Multi-objective selection (NSGA-II)¶
Single-objective mode collapses performance and compression into one number via
alpha. Multi-objective mode keeps them separate and optimises both at once
with NSGA-II, returning the full Pareto front of non-dominated
solutions.
from sklearn.datasets import load_breast_cancer
from sklearn.tree import DecisionTreeClassifier
from evo_gafs import GAConfig, GAFeatureSelector
X, y = load_breast_cancer(return_X_y=True, as_frame=True)

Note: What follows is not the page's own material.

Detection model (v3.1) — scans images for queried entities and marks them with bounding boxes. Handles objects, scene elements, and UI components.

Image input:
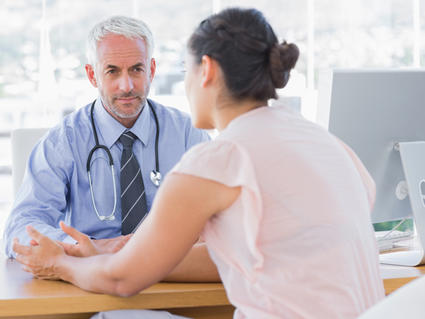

selector = GAFeatureSelector(
estimator=DecisionTreeClassifier(random_state=42),
config=GAConfig(mode="multiobjective", population_size=40, n_generations=30, verbose=False),
)
selector.fit(X, y)
for point in sorted(selector.result_.pareto_front, key=lambda p: p["n_features"]):
print(point["n_features"], round(point["cv_score"], 4))
Each entry of result_.pareto_front is a dict with mask, cv_score,
compression and n_features. Because the front contains non-dominated
trade-offs, you can choose the smallest subset that meets your accuracy target,
or the most accurate subset under a size budget.
Visualising the front¶
With the viz extra installed:
from evo_gafs import GAPlotter
fig = GAPlotter.plot_pareto_front(selector.result_)
fig.savefig("pareto.png", dpi=120, bbox_inches="tight")
When to use which mode¶
Single-objective when you already know the trade-off you want (set
alpha).Multi-objective when you want to discover the trade-off curve and decide afterwards, or when reporting the full performance/size frontier matters (e.g. in research).